Jesus’ words to His disciples in Mark 6:31, in the midst of a hectic ministry schedule, should cause us to stop and reflect on our need for “rest”.  Jesus says to them: “”Come away by yourselves to a desolate place and rest a while.”  For many were coming and going, and they had no leisure even to eat.”

When I say “rest”, I am not talking about inactivity, but about stepping back and asking some hard questions about what rules or governs our time.  Getting away for holiday is important, but there is another “rest” we need to consider as well.  Ministry can be intoxicating.  The ‘rush’ of people in need and the feeling that we are having an impact in the lives of others can drive us past our limits: “and they had no leisure even to eat.”

Here are some questions that come to mind in this regard:

  • How well I am able to say ‘no’?  This is not to imply that we say ‘no’ to every new ministry opportunity that comes our way, but most of us struggle with over commitment rather than under commitment.  Learning to say ‘no’ means I am learning to prioritize well.
  • How have I become blind to God’s work in my life and another’s life by becoming their savior instead of Jesus?  Sometimes our desire to help another actually hinders another from learning to live out their faith on their own with Jesus.
  • What would it look like for me to ‘go slow’ and gain another perspective on life and ministry at this juncture in my walk with Christ?

These are not easy questions, nor is this an easy exercise.  It is interesting that Jesus called the disciples as a group to get away together.  Maybe this is another reason why we need the input of a community around us as we seek to “rest”, step back and evaluate what we should be giving ourselves to in ministry.

 

4 Responses

  1. A very timely word. I think one of those 3 questions will catch us at a point of unrecognized failure to “rest”. The second one is a challenge for any of us in one-on-one discipleship relationships, and it certainly challenged me.

    • Those three questions had been turning around in my mind as I meditated on that short text from Mark 6. The desire to be a ‘saviour’ to others is a struggle for many of us.
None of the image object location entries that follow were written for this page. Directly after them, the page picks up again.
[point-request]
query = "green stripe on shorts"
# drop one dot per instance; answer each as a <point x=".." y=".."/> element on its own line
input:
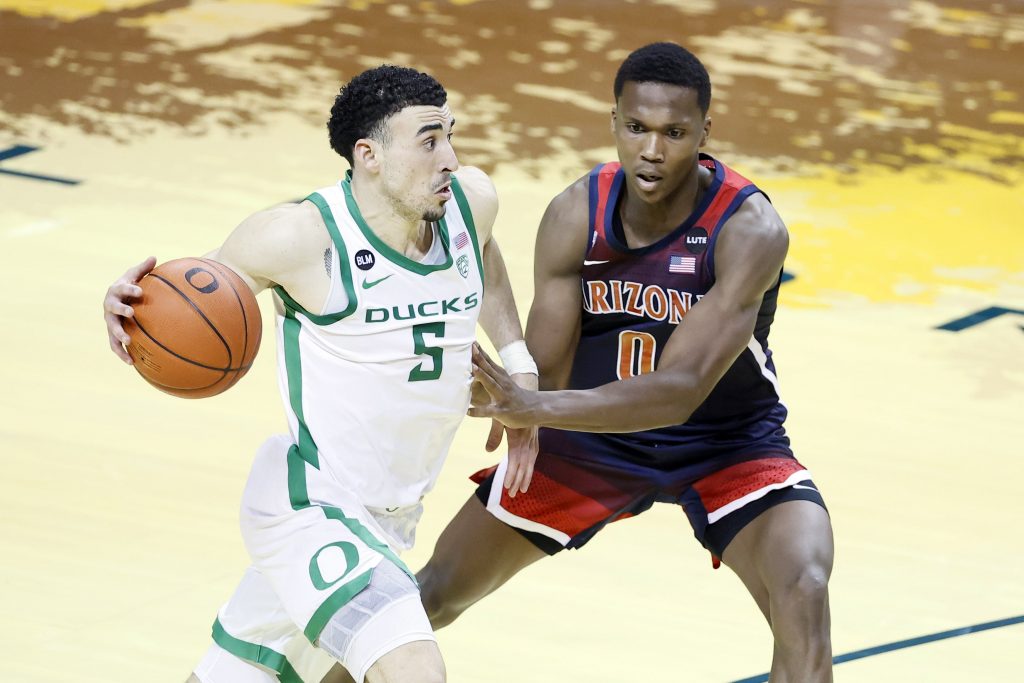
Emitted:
<point x="261" y="654"/>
I guess it’s part of learning to be self-less rather than self-centered by turning others toward God rather than toward ourselves in their spiritual journey.

  2. Like John, I have had to fight over the last 20-25 years from seeking to being a savior to someone or some activity. This has been one of the benefits of doing silence and solitude retreats (3-4 times a yr). Stepping away to gain a better perspective is critical to keeping the main thing the main thing and it isn’t me!

    • Appreciate that word Steve. One thing that struck me though in this short text is that Jesus calls the disciples away as a group. I’m all for silence and solitude retreats as an individual, but there is something more to mine in this text about ‘getting away’ in community.